As teachers, we’re pretty good at teaching our students to focus on a text, to read and re-read for additional meaning, inference and connotations. Whether it’s source-work in History, poetic analysis in English, or translation tasks in MFL, students are well-drilled in drilling down.

aside Millsandboontron hard at work

But in a prolix world, are we doing them a disservice? We’re well and truly into a post-scarcity economy when it comes to writing. When AI can churn out treatises and stories in minutes, the real skill comes from a reader’s ability to quickly and efficiently parse a text for purpose and veracity. The nature of a curriculum means we rarely place our students in a position where they need to make these snap judgments from skimmed content: every word we place in front of them has been pre-filtered by us (or our exam boards) for maximum curriculum effectiveness.

Really, we need our students to build the habit of reading as much as possible, as broadly as possible. They don’t just need to be confident in understanding, but in seeking out and ploughing through texts.

So what should we do to turbo-charge this process?

1) Skate, don’t slog🔗

Reading more, quickly, is sometimes better than reading less, slowly. There’s a time and a place for careful, close analysis of texts. But it’s easy to get bogged down in detail and miss the benefits that accrue for reading briskly and widely. The evidence is clear that readers get better the more reading they’re exposed to, even with tricky texts:

“Simply reading challenging, complex novels aloud and at a fast pace in each lesson repositioned ‘poorer readers’ as ‘good’ readers, giving them a more engaged uninterrupted reading experience over a sustained period.”

UKLA 2018

Let students skate along the surface. With practice, they’ll learn what they can and should skip over for the sake of fluency. Just be ready to dive in to rescue them if they slip through the thin ice into confusion.

2) Location, Location, Location🔗

Give students trusted sources they can draw from for their texts, and signpost them well. Libraries are the natural source for this in the physical realm, but it’s the digital that is the first port of call for most of our students. Train students early on about the sites they can trust - not just for their content but also the quality of their writing.

One of the best things I ever did as a trainee was start saving down digital versions of classic texts in a Google Drive.

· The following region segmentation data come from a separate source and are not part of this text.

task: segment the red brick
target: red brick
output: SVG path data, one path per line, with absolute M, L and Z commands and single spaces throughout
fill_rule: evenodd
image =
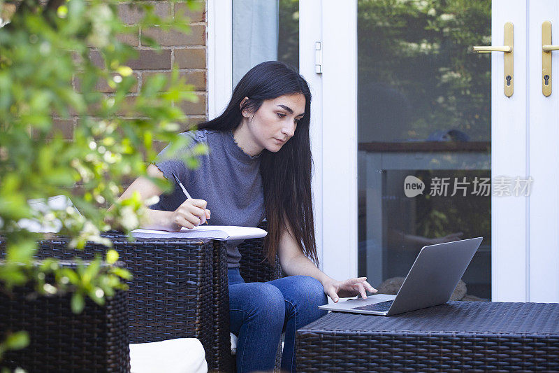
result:
M 170 50 L 140 50 L 138 58 L 129 60 L 126 64 L 136 70 L 170 69 Z
M 114 75 L 116 74 L 113 74 L 113 76 Z M 133 76 L 134 78 L 136 80 L 137 82 L 139 78 L 138 74 L 137 73 L 133 73 L 132 75 Z M 80 79 L 75 78 L 74 82 L 75 83 L 75 90 L 78 92 L 81 92 L 81 82 Z M 107 81 L 105 80 L 104 79 L 99 79 L 97 81 L 97 84 L 95 85 L 95 89 L 97 91 L 101 92 L 103 93 L 112 93 L 115 91 L 115 90 L 111 88 L 109 86 Z M 128 93 L 136 93 L 137 92 L 138 92 L 138 83 L 136 83 L 136 84 L 132 86 L 132 87 L 131 88 L 130 91 Z
M 96 66 L 104 68 L 103 57 L 96 50 L 89 52 L 89 59 Z M 138 58 L 130 59 L 124 64 L 136 70 L 170 69 L 170 50 L 157 52 L 151 49 L 139 50 Z
M 157 73 L 143 73 L 142 74 L 142 84 L 145 83 L 145 80 Z M 170 73 L 165 73 L 168 78 L 170 78 Z M 192 84 L 194 85 L 194 90 L 196 91 L 206 91 L 206 81 L 205 71 L 182 71 L 179 73 L 179 77 L 181 79 L 186 78 L 187 84 Z
M 170 16 L 170 4 L 166 1 L 157 2 L 154 4 L 154 13 L 161 18 Z M 118 15 L 122 22 L 129 24 L 136 24 L 143 17 L 143 11 L 127 4 L 118 6 Z
M 191 10 L 185 3 L 175 4 L 175 19 L 185 22 L 205 22 L 205 3 L 196 1 L 198 10 Z
M 175 50 L 175 63 L 179 69 L 205 69 L 205 48 Z
M 136 32 L 131 34 L 120 34 L 117 35 L 117 40 L 124 44 L 137 47 L 140 44 L 140 31 L 136 30 Z
M 139 78 L 139 76 L 138 76 L 138 74 L 137 73 L 133 73 L 132 74 L 132 76 L 134 77 L 134 79 L 136 79 L 136 83 L 132 86 L 132 87 L 130 89 L 130 91 L 129 91 L 128 93 L 136 93 L 136 92 L 138 92 L 138 83 L 137 82 L 138 82 L 138 78 Z M 108 85 L 108 83 L 107 83 L 106 80 L 103 80 L 103 79 L 100 79 L 97 82 L 97 85 L 96 85 L 95 87 L 98 91 L 102 92 L 103 93 L 112 93 L 112 92 L 114 92 L 115 90 L 111 88 L 109 86 L 109 85 Z
M 169 30 L 163 31 L 159 27 L 142 30 L 142 36 L 153 38 L 158 44 L 168 45 L 203 45 L 205 44 L 205 27 L 201 24 L 190 26 L 190 33 Z M 148 45 L 141 41 L 144 45 Z
M 206 98 L 205 93 L 196 93 L 198 102 L 190 102 L 183 101 L 180 104 L 180 108 L 186 115 L 205 115 L 206 113 Z

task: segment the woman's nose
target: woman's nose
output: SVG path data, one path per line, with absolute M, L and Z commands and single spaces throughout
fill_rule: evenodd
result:
M 295 127 L 296 125 L 294 122 L 291 122 L 291 123 L 288 123 L 284 126 L 282 133 L 291 137 L 295 134 Z

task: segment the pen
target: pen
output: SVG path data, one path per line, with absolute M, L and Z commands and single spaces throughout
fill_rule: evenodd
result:
M 187 199 L 189 199 L 189 198 L 191 199 L 192 197 L 190 197 L 190 195 L 188 194 L 188 192 L 187 192 L 187 189 L 184 188 L 184 185 L 182 185 L 182 183 L 179 181 L 179 178 L 177 177 L 177 175 L 175 175 L 174 172 L 171 172 L 171 175 L 173 175 L 173 177 L 175 178 L 175 181 L 177 182 L 177 184 L 178 184 L 178 185 L 182 190 L 182 192 L 184 193 L 184 195 L 187 196 Z M 205 212 L 204 212 L 204 213 L 205 213 Z M 206 223 L 206 225 L 210 225 L 209 224 L 208 224 L 208 220 L 207 219 L 205 220 L 205 223 Z

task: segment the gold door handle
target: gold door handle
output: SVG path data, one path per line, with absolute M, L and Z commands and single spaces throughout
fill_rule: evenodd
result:
M 544 52 L 551 52 L 552 50 L 559 50 L 559 45 L 542 45 L 542 50 Z
M 505 53 L 510 53 L 512 52 L 512 47 L 509 47 L 509 45 L 502 45 L 500 47 L 475 46 L 472 48 L 474 48 L 474 52 L 477 52 L 478 53 L 489 53 L 491 52 L 504 52 Z
M 478 53 L 490 53 L 491 52 L 503 52 L 504 63 L 504 95 L 507 97 L 512 96 L 514 92 L 514 69 L 513 45 L 514 42 L 514 33 L 512 23 L 507 22 L 504 24 L 504 45 L 493 46 L 475 46 L 474 51 Z
M 559 45 L 551 45 L 551 22 L 542 24 L 542 93 L 551 94 L 551 51 L 559 50 Z

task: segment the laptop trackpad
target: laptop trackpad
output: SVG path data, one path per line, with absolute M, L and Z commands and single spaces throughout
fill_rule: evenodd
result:
M 331 303 L 330 304 L 324 304 L 319 306 L 321 309 L 328 309 L 330 311 L 337 311 L 340 309 L 351 309 L 354 307 L 360 306 L 367 306 L 368 304 L 373 304 L 375 303 L 380 303 L 381 302 L 386 302 L 387 300 L 394 300 L 396 297 L 395 295 L 390 294 L 377 294 L 375 295 L 369 295 L 367 299 L 365 298 L 355 298 L 347 300 L 344 302 L 338 302 L 337 303 Z

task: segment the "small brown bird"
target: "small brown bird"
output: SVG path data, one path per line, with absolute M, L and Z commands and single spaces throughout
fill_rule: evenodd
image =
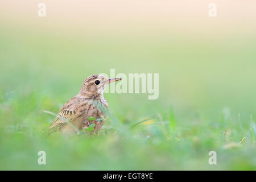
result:
M 104 109 L 108 110 L 108 105 L 103 97 L 104 89 L 109 84 L 120 80 L 121 78 L 108 78 L 100 75 L 86 78 L 79 93 L 60 109 L 49 127 L 48 134 L 58 130 L 63 133 L 73 133 L 76 131 L 73 126 L 81 130 L 88 129 L 93 123 L 92 133 L 97 133 L 105 122 L 104 119 L 101 119 L 107 117 Z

Now it functions as a one-stop-shop for my students (or, more often, their parents) looking for something to load up on the Kindle or tablet. Feel free to use it yourself - no library card required.

3) If it reads, it leads🔗

Expose students to as many types of text as you can find. The primacy of The Book in schools - particularly the novel - is easy to understand. It’s a discrete object, adaptable to a teaching unit, requiring little to no secondary sources to access and often following structures even the least confident of readers can innately understand. But it’s only one of a myriad of different text types that students will encounter in their lives (and one that many adults happily ignore).

aside Wherever you can, experiment with different text types. Articles, ad campaigns, tweets: if it’s got words, give it a go. Our introduction to Macbeth has everything from cartoons, to private letters, to Guy Fawkes’s tortured signature, all before they read a word of Shakespeare’s folio.

This medium-agnostic approach not only builds students’ confidence and fluency, but also breaks down the notion that Reading-with-a-capital-R is something confined to the English classroom, between the A5 covers of a Book.

If students can learn that ‘to read’ is as much a passive skill as an active one, they’ll be well equipped to face the word-flood of the modern world.

And - much more importantly - they might even learn the word that catches me out.

Until then, the dictionary duel continues.